Wywiad z Tomaszem Rudomino


Tomasz Rudomino, historyk sztuki, publicysta, podróżnik. Laureat Nagrody im. Stanisława Wyspiańskiego I stopnia w dziedzinie krytyki artystycznej. Stypendysta Rządu Francuskiego. W przeszłości był publicystą w tygodniku Kultura, autorem wielu filmów dokumentalnych dla Telewizji Polskiej. Napisał wiele tekstów krytycznych na temat sztuki współczesnej, jest także autorem biografii Paula Gauguina (2018) oraz Leksykonu Sztuki Najnowszej. Interesuje się szczególnie sztuką francuskiej i japońskiej awangardy. Mieszka i pracuje w Paryżu.
    

Kama Zboralska: Od wielu lat mieszkasz w Paryżu. Czy to prawda, że ostatnio Francuzi nie szaleją z kupowaniem sztuki?  
Tomasz Rudomino: Chyba jest wręcz przeciwnie. Kupowanie dzieł sztuki nie należy we Francji do czegoś wyjątkowego. To część tutejszej kultury. Francuzi rodzą się w świadomości, że otacza ich najlepsza sztuka świata, że życie bez niej byłoby ubogie. Artyści są bowiem częścią establishmentu, ale też kreują rzeczywistość, estetykę i postrzeganie świata. Sztuka jest też inwestycją, co ma kolosalne znaczenie. Oprócz nieruchomości, właśnie dzieła sztuki stanowią cel inwestycyjny. Pierre Soulages jest postrzegany jako ikona Francji, jego obrazy należą do tej samej kategorii francuskiej kultury co napój Orangina czy toster Moulinexu. Ale to nie jest z mojej strony kpina, lecz postrzeganie rzeczywistości. Francja to jeden wielki dom sztuki, w którym mieszczą się obrazy Pabla Picassa, sukienki Chanel i salon Citroëna.

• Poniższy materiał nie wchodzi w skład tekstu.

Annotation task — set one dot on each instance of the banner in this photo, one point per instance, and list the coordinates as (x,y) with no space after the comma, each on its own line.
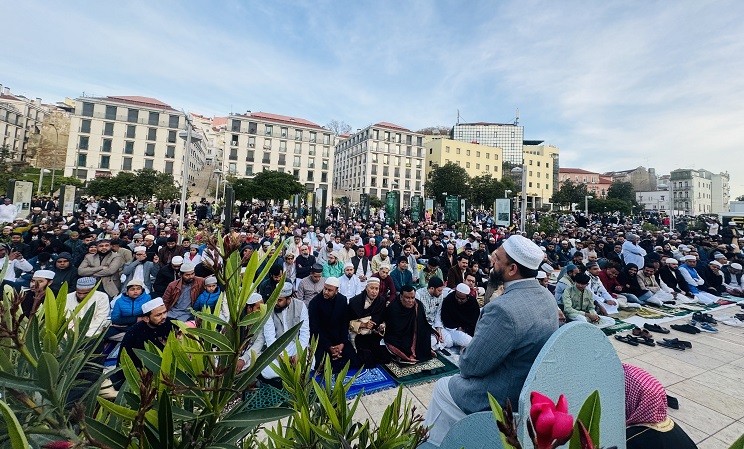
(392,208)
(502,212)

KM: Jaka sztuka dominuje we francuskich galeriach ? Czy działa magia Montparnasse? 
TR: Nigdy nie było magii Montparnasse w kontekście akurat rynku sztuki. Legendy Montparnasse’u to La Rotonde, La Coupole i La Ruche. Pierwsze dwie, to nazwy restauracji. La Rotonde należała swego czasu do Victora Libiona, właściciela paryskiego sklepu z butami. W  czasie narodzin kultury bistrot, zamienił go na lokal z dancingiem. Aby przyciągnąć klientów, zapraszał do siebie artystów i pozwalał im pić alkohol do woli, na krechę. Kelnerom nakazał, żeby nie zmuszać ich do zamawiania jedzenia po godzinie 19, co było wtedy związane z podatkiem od apéro. I tak, w La Rotonde pojawiali się Tsuguharu Foujita, Mojżesz Kisling i Amadeo Modigliani oraz Pablo Picasso. Mieli też tam swoistą bazę  bolszewicy jak Lew Trocki, Diego Rivera czy Ilja Erenburg.  Natomiast La Coupole to była baza Amerykanów, bywali tam Ernest Hemingway, Scott Fitzgerald, Alicja Toklas czy Gertruda Stein. Wreszcie La Ruche. To było siedlisko artystów przy Saint-Lambert. Założył je rzeźbiarz Alfred Boucher w miejsce pawilonu, który wykonał Gustave Eiffel. Miejsce to kojarzy się z takimi tuzami jak: Fernand Léger, Ossip Zadkine, Amadeo Modigliani czy Chaïm Soutine. I to jest właśnie legenda Montparnasse. Nie ma tam żadnych liczących się galerii. W latach 50. i 60., kiedy francuska awangarda miała w swoich szeregach m.in. takich artystów jak Yves Klein, Pierre Soulages, Georges Matthieu, Hans Hartung czy Christo najważniejszą była rue de Seine. Tam skupiał się świat sztuki najnowszej. Swój pierwszy, historyczny występ miał tam Christo, który zrobił później oszałamiającą karierę. 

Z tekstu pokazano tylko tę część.